Introducing the illustrator behind the latest release of The Whiskymaker’s Editions Miramar.
We partnered with Tom Clohosy Cole, a freelance digital illustrator to create the sunset scene presented on the latest Whiskymaker’s Editions release, Miramar. We specifically worked with Tom as his vivid work carries a lot of detail and interest, with his painterly approach and use of light bringing hope and optimism to his work. Miramar, a versatile and expansive whisky, captures that European sunset cafe culture where day drifts into dusk, time advances, shadows lengthen, conversations meander.
How would you describe your artistic style?
I find it difficult to define it. Simply I’d say I am a digital illustrator. My style is painterly and textured and uses quite bright/rich colour combinations, and leans towards the realistic.
"I like being outdoors and I like big open spaces, so I try to get that across in my work. I find I’m am inspired by the natural world and I try to share it when I can in my work. I always get inspired when I go to new places, so I try to travel as much as possible."
What/who are your biggest influences as an artist?
My uncle and my dad are both painters so they paved the way and encouraged me to pursue a career in the arts. The Studio Ghibli films – I started watching these films when I was doing my foundation and I fell in love with them and all things Japanese. I still find them very inspiring today. Countless illustrators that I looked up to while I was growing up. David Hughes, who gave a talk at my college and was my first introduction to an illustrator. Lots of painters. Peter Doig being a favourite. The recent Harald Sohlberg exhibition at the Dulwich Picture Gallery left a really big impression on me, his work is mesmerising.
What are your art tools of choice?
I make all of my work in Adobe Photoshop and I use a Wacom Cintiq to draw directly into the program. I also use Procreate on the iPad, which is an amazing bit of technology. I sometimes use traditional mediums for my personal work and I like to paint with gouache for fun outdoors, but for my commissions, I’ve always worked digitally. It makes my process much quicker and allows things to be changed easily. I keep a sketchbook close by but find I’m often writing notes in it more than I’m drawing in it.
What is the creative process like?
For me, it always starts with a brief from a client, or some direction as to what they’d like to make. I then go away and make some rough sketches, trying out different compositions and arrangements. I start really loose and then I take three or four of the best ones and neaten them up before sending them over. Sometimes there’s some back and forth, and then when everyone is happy with the rough, we proceed to the colour illustration. The most creative part for me is the very first sketches. It’s when I get to try lots of different ideas out and generally not be too precious. Once everything has been decided and I’m working on the colours, it is more straight forward for me as everything is already planned out in my head.

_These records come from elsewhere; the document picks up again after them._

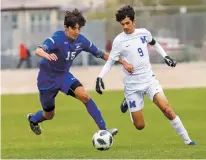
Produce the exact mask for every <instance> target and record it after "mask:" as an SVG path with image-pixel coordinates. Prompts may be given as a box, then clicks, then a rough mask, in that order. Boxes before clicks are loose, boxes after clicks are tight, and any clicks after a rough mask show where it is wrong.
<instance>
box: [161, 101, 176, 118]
mask: <svg viewBox="0 0 206 160" xmlns="http://www.w3.org/2000/svg"><path fill="white" fill-rule="evenodd" d="M163 113H164V114H165V116H166V117H167V118H168V119H170V120H172V119H174V118H175V113H174V111H173V109H172V108H171V107H170V106H169V105H167V107H166V108H165V109H164V110H163Z"/></svg>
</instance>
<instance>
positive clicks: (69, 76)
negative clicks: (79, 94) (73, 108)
mask: <svg viewBox="0 0 206 160" xmlns="http://www.w3.org/2000/svg"><path fill="white" fill-rule="evenodd" d="M51 82H52V83H51ZM37 85H38V89H39V98H40V102H41V105H42V108H43V110H44V111H47V112H50V111H52V110H53V109H54V108H55V97H56V95H57V94H58V92H59V91H61V92H63V93H64V94H66V95H71V96H74V97H75V95H74V92H73V91H74V90H75V89H76V88H77V87H78V86H82V85H81V83H80V82H79V80H78V79H76V78H75V77H74V76H73V75H72V74H71V73H69V72H68V73H66V74H63V75H61V76H58V77H56V78H54V77H51V76H48V75H45V74H44V75H42V74H39V76H38V83H37Z"/></svg>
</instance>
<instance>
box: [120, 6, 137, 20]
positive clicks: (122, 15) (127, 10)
mask: <svg viewBox="0 0 206 160" xmlns="http://www.w3.org/2000/svg"><path fill="white" fill-rule="evenodd" d="M134 15H135V12H134V9H133V8H132V7H131V6H130V5H126V6H124V7H122V8H120V9H119V10H118V11H117V12H116V21H117V22H121V21H122V20H123V19H125V18H126V17H129V18H130V20H131V21H134Z"/></svg>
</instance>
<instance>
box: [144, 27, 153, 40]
mask: <svg viewBox="0 0 206 160" xmlns="http://www.w3.org/2000/svg"><path fill="white" fill-rule="evenodd" d="M144 32H145V33H146V37H147V43H150V42H151V41H152V34H151V32H150V31H148V30H147V29H145V28H144Z"/></svg>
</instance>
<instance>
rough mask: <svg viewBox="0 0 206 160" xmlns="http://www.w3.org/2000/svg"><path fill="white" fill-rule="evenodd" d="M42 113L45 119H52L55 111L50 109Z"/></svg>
mask: <svg viewBox="0 0 206 160" xmlns="http://www.w3.org/2000/svg"><path fill="white" fill-rule="evenodd" d="M43 115H44V117H45V118H46V119H47V120H52V119H53V118H54V115H55V112H54V111H50V112H45V111H44V113H43Z"/></svg>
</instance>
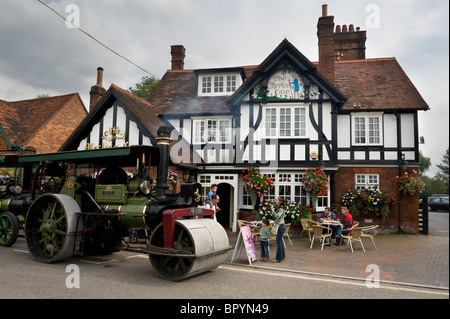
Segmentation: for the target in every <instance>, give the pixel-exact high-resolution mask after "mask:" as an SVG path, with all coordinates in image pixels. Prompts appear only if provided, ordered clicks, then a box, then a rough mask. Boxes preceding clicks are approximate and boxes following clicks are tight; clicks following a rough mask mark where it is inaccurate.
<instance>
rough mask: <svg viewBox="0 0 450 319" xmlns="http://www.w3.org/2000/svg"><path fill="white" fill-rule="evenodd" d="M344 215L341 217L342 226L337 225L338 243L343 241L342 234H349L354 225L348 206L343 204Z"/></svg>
mask: <svg viewBox="0 0 450 319" xmlns="http://www.w3.org/2000/svg"><path fill="white" fill-rule="evenodd" d="M341 212H342V217H341V223H342V226H341V225H339V226H337V229H336V245H340V244H341V241H342V235H345V234H348V233H349V232H350V229H351V228H352V226H353V217H352V215H350V213H349V212H348V208H347V207H345V206H343V207H341Z"/></svg>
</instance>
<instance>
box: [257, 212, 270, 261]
mask: <svg viewBox="0 0 450 319" xmlns="http://www.w3.org/2000/svg"><path fill="white" fill-rule="evenodd" d="M261 226H262V227H261V231H260V235H259V238H260V243H261V261H268V260H269V237H270V230H269V221H268V220H267V219H263V221H262V224H261Z"/></svg>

How do you build your final illustration?
Using the rough as a guide, I draw in every shape on a new layer as a block of colour. I generally always start from the back and work forwards to the foreground as I artwork the image. The sky often sets the colour/tone for everything so I find it best to start here. I then start to add shadows to each of the layers and highlights. It can take a long time depending on how detailed the image is. It’s only at the end that I spend a while working on the colours as a whole. I use adjustment layers and then I go in and tweak areas until the balance feels harmonious. I keep tweaking things until something clicks into place and I’m happy with it.
Anything else that you’d like to share?
For the Lakes image, I loved doing the image research, I’ve not been to Lisbon yet but studying the pictures online gave me a real desire to visit. I took my time to find good references for the different iconic buildings and I also studied the smaller buildings. I was looking specifically at how the buildings look in the evenings when they are lit up by the festoon lights and the setting sun.
It was also fun working on the image as a bigger piece. We created a much wider scene that is seen on the bottle label, which allowed me to get even more information and sense of place into the wider image.
"I really enjoyed making this illustration, and drinking a whiskey in Lisbon as the sun sets is right up the top of my list for when the world opens up again."